In a bid to make the process of merging easy for quoted companies, the Securities and Exchange Commission (SEC) is partnering with the Federal Competition and Consumer Protection Commission (FCCPC) to introduce new measures.
A statement made available to the public has confirmed that the acting Director-General, SEC, Mary Uduk, signed a Memorandum of Understanding (MoU) with the FCCPCC, to effect the simplified measures.
“We are happy with the work the FCCPC has done so far. On our part, as apex regulator of the capital market, we are willing to provide them with any relevant assistance they will need to hit the ground running and improve our nation’s economy,” the statement quoted the SEC boss.

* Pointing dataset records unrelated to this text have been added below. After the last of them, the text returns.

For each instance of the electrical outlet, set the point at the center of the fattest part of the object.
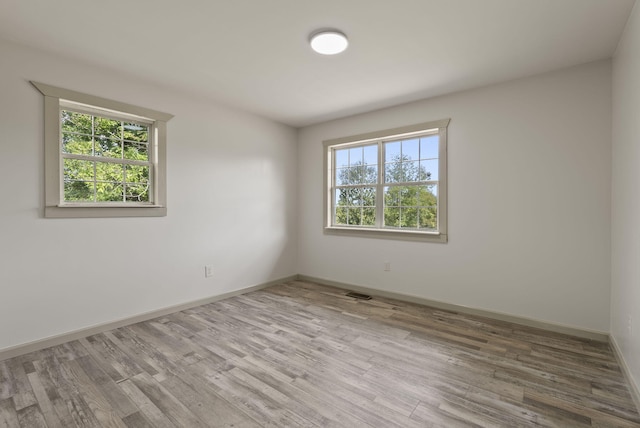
(208, 271)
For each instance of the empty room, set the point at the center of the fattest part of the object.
(362, 213)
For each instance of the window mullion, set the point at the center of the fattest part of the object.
(380, 188)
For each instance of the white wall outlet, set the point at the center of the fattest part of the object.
(208, 271)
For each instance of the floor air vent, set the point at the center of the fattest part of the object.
(358, 295)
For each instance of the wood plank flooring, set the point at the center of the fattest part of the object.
(304, 355)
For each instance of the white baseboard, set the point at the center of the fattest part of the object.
(599, 336)
(59, 339)
(634, 390)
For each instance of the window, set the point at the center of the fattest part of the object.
(389, 183)
(103, 158)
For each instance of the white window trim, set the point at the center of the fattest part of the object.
(410, 234)
(54, 206)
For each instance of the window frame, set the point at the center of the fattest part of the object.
(439, 128)
(57, 99)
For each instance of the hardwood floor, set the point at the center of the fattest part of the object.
(305, 355)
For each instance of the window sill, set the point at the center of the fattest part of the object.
(84, 211)
(396, 234)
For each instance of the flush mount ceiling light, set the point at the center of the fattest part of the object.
(328, 42)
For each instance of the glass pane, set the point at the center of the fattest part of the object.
(371, 155)
(75, 169)
(392, 152)
(342, 158)
(342, 176)
(353, 175)
(136, 132)
(429, 147)
(342, 197)
(136, 151)
(75, 122)
(137, 174)
(410, 171)
(408, 196)
(109, 172)
(136, 193)
(392, 217)
(355, 156)
(354, 215)
(370, 174)
(393, 173)
(428, 218)
(341, 215)
(78, 191)
(368, 216)
(368, 196)
(77, 144)
(429, 169)
(392, 196)
(411, 149)
(108, 148)
(409, 217)
(109, 192)
(425, 197)
(107, 128)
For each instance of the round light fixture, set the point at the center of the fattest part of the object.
(328, 42)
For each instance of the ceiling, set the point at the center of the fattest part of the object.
(254, 54)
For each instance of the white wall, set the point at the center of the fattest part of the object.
(625, 233)
(231, 203)
(529, 202)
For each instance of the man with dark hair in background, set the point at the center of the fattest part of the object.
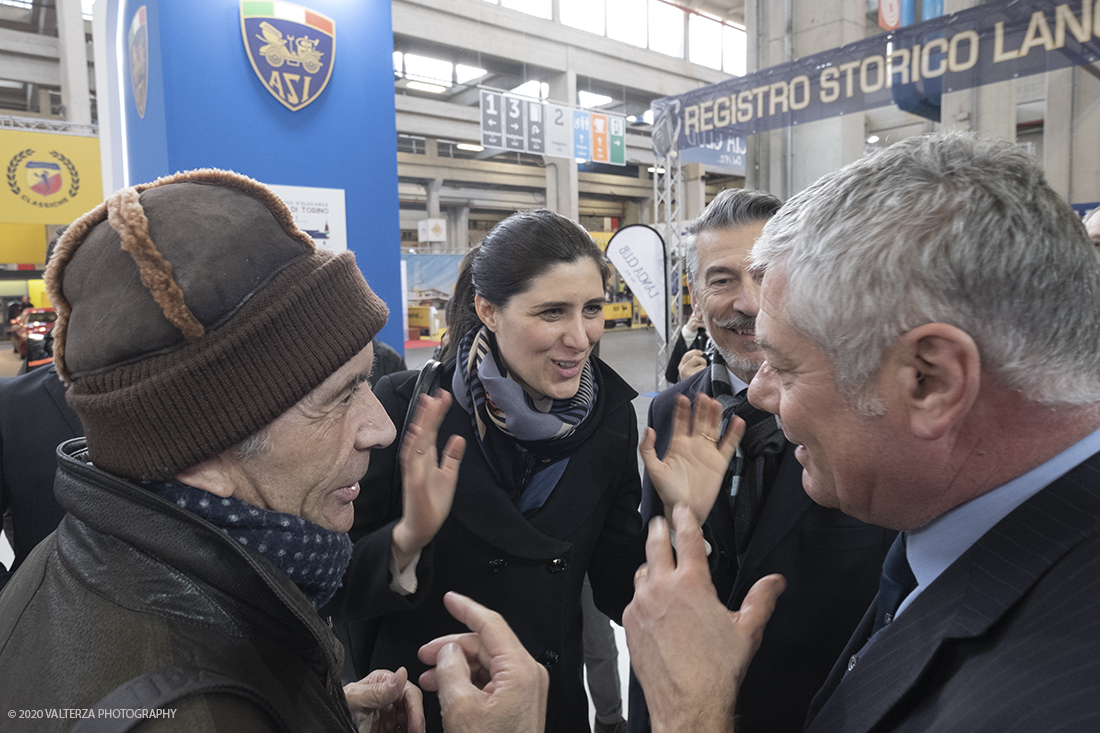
(762, 521)
(930, 320)
(218, 360)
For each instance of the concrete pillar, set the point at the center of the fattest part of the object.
(694, 189)
(1085, 174)
(76, 95)
(989, 110)
(458, 229)
(636, 211)
(431, 189)
(783, 162)
(562, 187)
(1070, 145)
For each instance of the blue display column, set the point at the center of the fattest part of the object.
(293, 95)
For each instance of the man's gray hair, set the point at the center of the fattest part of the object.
(948, 229)
(730, 209)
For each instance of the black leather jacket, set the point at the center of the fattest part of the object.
(130, 583)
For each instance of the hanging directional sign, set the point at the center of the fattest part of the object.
(582, 134)
(616, 138)
(515, 123)
(559, 131)
(528, 126)
(536, 128)
(598, 138)
(492, 113)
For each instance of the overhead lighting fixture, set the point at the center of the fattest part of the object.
(590, 99)
(535, 89)
(465, 74)
(424, 86)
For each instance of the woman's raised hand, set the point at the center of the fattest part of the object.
(695, 461)
(428, 480)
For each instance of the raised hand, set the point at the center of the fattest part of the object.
(689, 652)
(428, 481)
(695, 462)
(486, 680)
(385, 701)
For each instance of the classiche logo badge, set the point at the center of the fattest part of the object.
(292, 50)
(43, 179)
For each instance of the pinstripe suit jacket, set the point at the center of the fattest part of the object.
(1008, 638)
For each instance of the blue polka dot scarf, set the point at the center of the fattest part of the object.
(312, 557)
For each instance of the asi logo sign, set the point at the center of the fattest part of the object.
(43, 179)
(292, 50)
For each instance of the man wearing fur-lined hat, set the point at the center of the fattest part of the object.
(218, 361)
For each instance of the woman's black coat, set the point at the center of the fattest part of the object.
(527, 568)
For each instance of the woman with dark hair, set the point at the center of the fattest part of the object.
(548, 488)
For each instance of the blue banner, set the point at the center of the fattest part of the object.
(981, 45)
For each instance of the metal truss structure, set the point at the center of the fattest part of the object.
(668, 221)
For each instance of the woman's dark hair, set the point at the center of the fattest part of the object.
(510, 258)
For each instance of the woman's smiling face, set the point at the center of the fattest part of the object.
(546, 334)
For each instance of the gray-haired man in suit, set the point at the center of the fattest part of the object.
(931, 324)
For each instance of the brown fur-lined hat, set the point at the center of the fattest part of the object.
(193, 313)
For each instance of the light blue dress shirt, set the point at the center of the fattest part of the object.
(935, 546)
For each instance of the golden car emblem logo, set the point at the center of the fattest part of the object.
(290, 47)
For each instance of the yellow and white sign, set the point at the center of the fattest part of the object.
(51, 178)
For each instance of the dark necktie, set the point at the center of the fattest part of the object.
(897, 582)
(751, 469)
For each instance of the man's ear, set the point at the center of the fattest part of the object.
(486, 312)
(211, 474)
(939, 373)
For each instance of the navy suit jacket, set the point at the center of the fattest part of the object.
(832, 564)
(1008, 638)
(34, 419)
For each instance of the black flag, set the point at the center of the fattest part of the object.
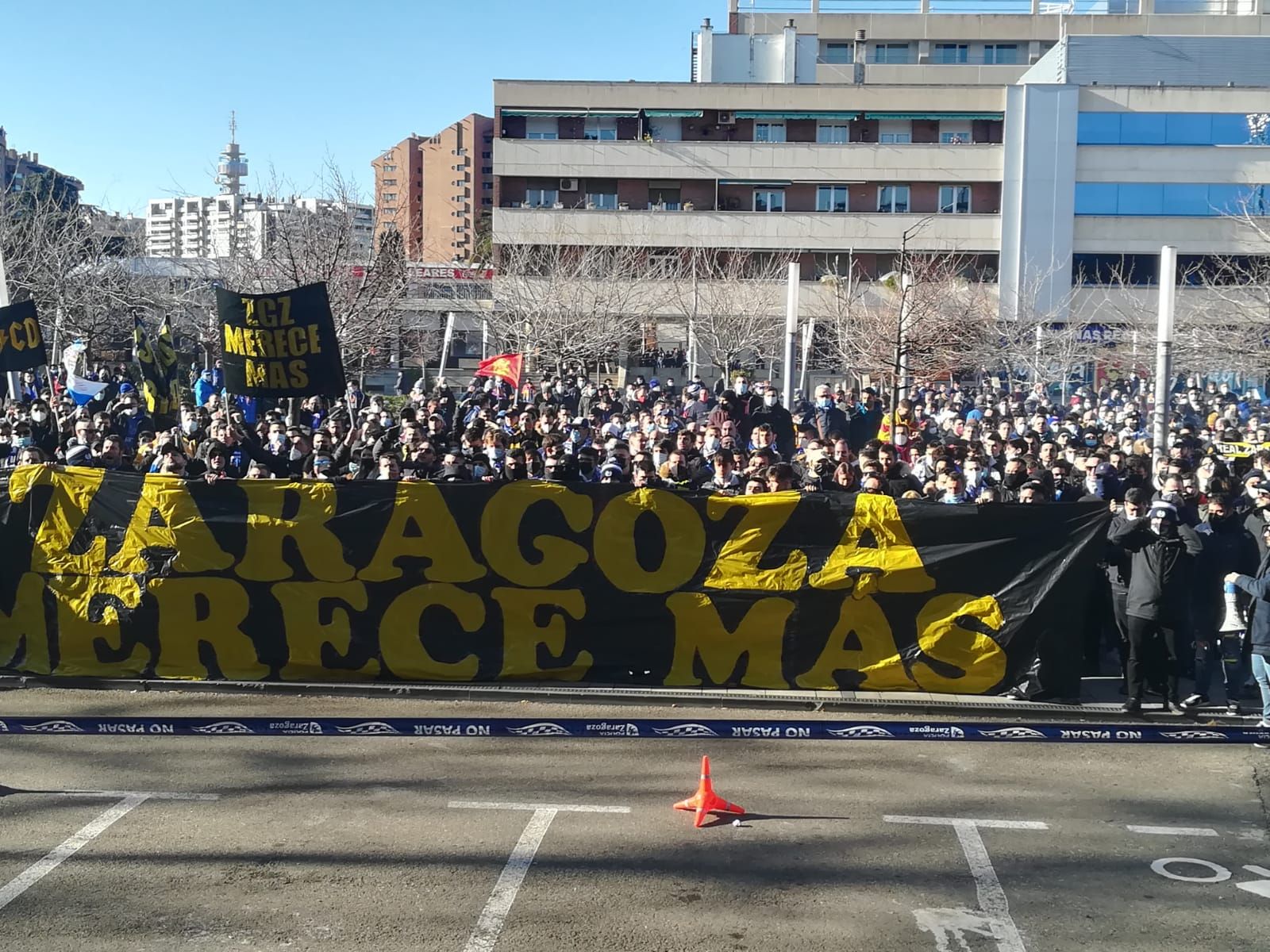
(22, 344)
(281, 344)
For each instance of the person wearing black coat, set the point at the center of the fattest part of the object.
(1160, 593)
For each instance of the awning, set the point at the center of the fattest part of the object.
(787, 114)
(937, 116)
(572, 113)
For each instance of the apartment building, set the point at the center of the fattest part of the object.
(844, 131)
(399, 194)
(438, 192)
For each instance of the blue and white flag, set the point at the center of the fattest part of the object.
(80, 389)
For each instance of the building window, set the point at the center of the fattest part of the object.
(893, 200)
(833, 133)
(837, 54)
(952, 52)
(891, 52)
(1001, 54)
(541, 197)
(768, 131)
(831, 198)
(602, 200)
(541, 127)
(768, 200)
(954, 200)
(664, 197)
(601, 130)
(895, 131)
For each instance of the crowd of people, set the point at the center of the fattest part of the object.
(1187, 527)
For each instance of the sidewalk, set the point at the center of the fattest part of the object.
(1100, 698)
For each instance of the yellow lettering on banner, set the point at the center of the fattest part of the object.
(615, 541)
(944, 635)
(308, 635)
(205, 611)
(419, 505)
(266, 531)
(182, 528)
(400, 643)
(876, 658)
(891, 565)
(522, 635)
(762, 517)
(501, 533)
(233, 340)
(25, 630)
(756, 644)
(83, 641)
(73, 494)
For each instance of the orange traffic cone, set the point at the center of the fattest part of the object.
(705, 800)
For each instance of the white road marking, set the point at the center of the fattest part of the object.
(994, 913)
(1161, 866)
(1174, 831)
(558, 808)
(121, 793)
(984, 824)
(32, 875)
(489, 924)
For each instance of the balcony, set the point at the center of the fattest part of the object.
(752, 230)
(798, 162)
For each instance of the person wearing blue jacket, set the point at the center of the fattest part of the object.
(1259, 588)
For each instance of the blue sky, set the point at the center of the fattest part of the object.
(135, 98)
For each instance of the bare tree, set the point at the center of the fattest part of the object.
(327, 240)
(733, 301)
(925, 319)
(567, 304)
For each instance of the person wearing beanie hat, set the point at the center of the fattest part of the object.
(1159, 606)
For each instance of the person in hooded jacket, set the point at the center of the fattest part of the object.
(1164, 552)
(1259, 588)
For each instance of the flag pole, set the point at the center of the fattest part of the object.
(14, 378)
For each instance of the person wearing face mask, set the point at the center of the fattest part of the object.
(1229, 547)
(1159, 606)
(826, 416)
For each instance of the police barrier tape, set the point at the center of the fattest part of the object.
(652, 729)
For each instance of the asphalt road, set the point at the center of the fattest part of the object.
(353, 843)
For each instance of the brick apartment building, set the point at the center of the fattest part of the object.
(438, 190)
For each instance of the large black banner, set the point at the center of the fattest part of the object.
(22, 343)
(120, 575)
(279, 346)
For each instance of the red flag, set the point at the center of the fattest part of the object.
(505, 366)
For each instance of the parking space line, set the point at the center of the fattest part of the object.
(67, 850)
(489, 924)
(996, 919)
(558, 808)
(1174, 831)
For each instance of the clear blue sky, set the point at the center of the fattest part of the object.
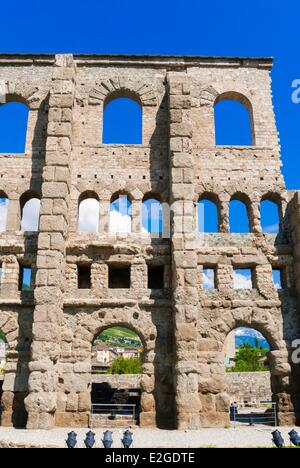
(256, 28)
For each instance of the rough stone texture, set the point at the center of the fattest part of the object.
(248, 387)
(50, 329)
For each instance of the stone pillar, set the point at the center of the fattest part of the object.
(104, 214)
(41, 404)
(224, 224)
(288, 393)
(137, 209)
(10, 279)
(13, 222)
(184, 257)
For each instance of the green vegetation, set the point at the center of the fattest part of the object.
(126, 366)
(120, 337)
(2, 336)
(250, 359)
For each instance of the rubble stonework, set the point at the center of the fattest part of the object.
(50, 329)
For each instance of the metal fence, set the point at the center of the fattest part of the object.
(115, 411)
(264, 413)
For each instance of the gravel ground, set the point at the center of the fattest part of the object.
(241, 437)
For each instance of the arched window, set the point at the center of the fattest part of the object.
(239, 218)
(122, 121)
(152, 220)
(88, 213)
(269, 214)
(208, 216)
(233, 121)
(30, 213)
(13, 127)
(247, 350)
(120, 215)
(3, 211)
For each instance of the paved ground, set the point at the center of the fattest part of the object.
(240, 437)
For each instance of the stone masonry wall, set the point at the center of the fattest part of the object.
(183, 326)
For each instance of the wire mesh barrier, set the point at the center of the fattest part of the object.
(263, 413)
(113, 413)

On his part, the Director-General, FCCPC, Babatunde Irukera, said the partnership with SEC had helped the FCCPC to begin to get its bearing correctly and helped the investment community to see the real possibilities available in the country.
What this means: The capital market regulator seeks to adopt new measures with the FCCPC to simplify the procedures for companies to merge. The collaboration between the two organisations will extend the scope of the simplified merger procedure, reduce the information required in the merger filing, and at the same time, streamline the process for pre-notification discussions.
Why this matters: Corporate mergers can have a profound impact on the business world. Mergers occur when two or more businesses combine to create a new and larger business entity that combines the resources of the original companies. This process can go off without a hitch but this is not always the case. Businesses looking to combine their efforts may run into certain problems along the way.
What you should know: In accordance with the Federal Competition and Consumer Protection Act (FCCPA), which was signed into law on Wednesday, January 30, 2019, the SEC and FCCPC recently issued joint guidance on the submission of notifications for proposed mergers, acquisitions and other business combination notifications.
FCCPC, which replaced the Consumer Protection Council, is saddled with the responsibility of reviewing all mergers and business combinations in order to ensure that they do not impede or distort the market. Prior to the creation of FCCPC, the responsibility to review these transactions rested with SEC but was removed by FCCPA.